A Fool and His Money Are Soon Parted

As the Australian Government's Scams Awareness Week closes, it is worth highlighting perhaps one of the oddest scams of recent times.

In Texas last month, the self-proclaimed ‘Money Doctor’, the 80 year-old William Gallagher was sentenced to three life prison terms in Tarrant County for defrauding investors. This is in addition to a 25 year term for similar offences in Dallas County.

The Money Doctor bought time on a Christian radio station where he gave financial advice with a Christian theme, signing off his broadcasts with ‘see you in Church on Sunday’.

One of the most bizarre investments he promoted through his Ponzi scheme was a plan to use a satellite via a company called Hoverlink to shine holographic advertising down to Earth. Over time, Hoverlink morphed from a hoverboard rink to a cancer-curing pharmaceutical to law enforcement body armour before going galactic with its satellite plans.

It was all a scam. Yet people piled into the schemes, all neatly packaged in religious wrapping.

It reminds me of the time I gently nudged ASIC to force a Qld company to issue a supplementary prospectus to protect investors' interests.

A former sportsman who moved into property development was looking to swap his high levels of bank debt for income securities, issued mainly to retirees.

Investor presentations were organised in regional areas, including in church halls, offering returns around 12% p.a.

In my view, this was an attempt to replace sophisticated Big 4-type lenders with unsophisticated investors. A couple of phone calls to real estate agents quickly uncovered that the sales data in the prospectus was somewhat misleading.

The ex-sportsman was on a generous salary and car package and the company had licensed the use of his name at significant annual cost. Given how the company had performed to that time, it was arguable that killing off all these costs and installing a new CEO may have been a better option.

In the end, ASIC forced the issue of a supplementary prospectus and, given the delay, only a paltry sum was raised.

Unfortunately, the company collapsed a number of years later leaving over 150 small creditors out of pocket to the tune of $17 million.

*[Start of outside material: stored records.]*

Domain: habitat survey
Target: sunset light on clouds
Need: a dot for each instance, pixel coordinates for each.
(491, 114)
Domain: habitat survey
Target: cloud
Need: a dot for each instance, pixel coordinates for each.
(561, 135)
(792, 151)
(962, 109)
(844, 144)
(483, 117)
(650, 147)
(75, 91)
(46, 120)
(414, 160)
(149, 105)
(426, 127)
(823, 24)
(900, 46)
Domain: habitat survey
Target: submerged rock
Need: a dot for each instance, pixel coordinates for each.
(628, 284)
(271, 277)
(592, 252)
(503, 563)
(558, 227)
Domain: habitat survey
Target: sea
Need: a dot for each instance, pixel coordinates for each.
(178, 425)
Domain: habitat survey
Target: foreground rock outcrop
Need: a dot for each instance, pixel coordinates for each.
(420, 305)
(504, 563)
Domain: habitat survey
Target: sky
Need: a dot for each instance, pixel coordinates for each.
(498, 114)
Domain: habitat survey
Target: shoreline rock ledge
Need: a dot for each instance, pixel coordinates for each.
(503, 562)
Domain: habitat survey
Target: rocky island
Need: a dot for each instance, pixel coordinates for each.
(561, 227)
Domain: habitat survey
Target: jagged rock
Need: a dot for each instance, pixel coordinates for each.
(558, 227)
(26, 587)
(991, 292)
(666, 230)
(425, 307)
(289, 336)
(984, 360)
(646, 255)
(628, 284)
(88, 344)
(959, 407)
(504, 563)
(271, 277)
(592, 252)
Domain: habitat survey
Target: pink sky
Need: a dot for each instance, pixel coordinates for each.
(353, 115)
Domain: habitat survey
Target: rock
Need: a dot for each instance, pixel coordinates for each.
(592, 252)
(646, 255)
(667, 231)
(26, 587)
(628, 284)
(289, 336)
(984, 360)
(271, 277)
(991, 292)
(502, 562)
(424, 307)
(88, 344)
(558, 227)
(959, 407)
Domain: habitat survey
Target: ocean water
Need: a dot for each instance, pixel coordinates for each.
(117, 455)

It seems the fund raising hadn't ended with the supplementary prospectus. His company was apparently subsequently offering returns as high as 20% p.a. paid monthly to lure investors.

In the end, slow property sales, poor land purchase decisions and mountains of lender debt (some at 30% p.a.) and investor debt brought the company down. Ex-sports personalities don't necessarily make good business people. Cold comfort to those who lost money.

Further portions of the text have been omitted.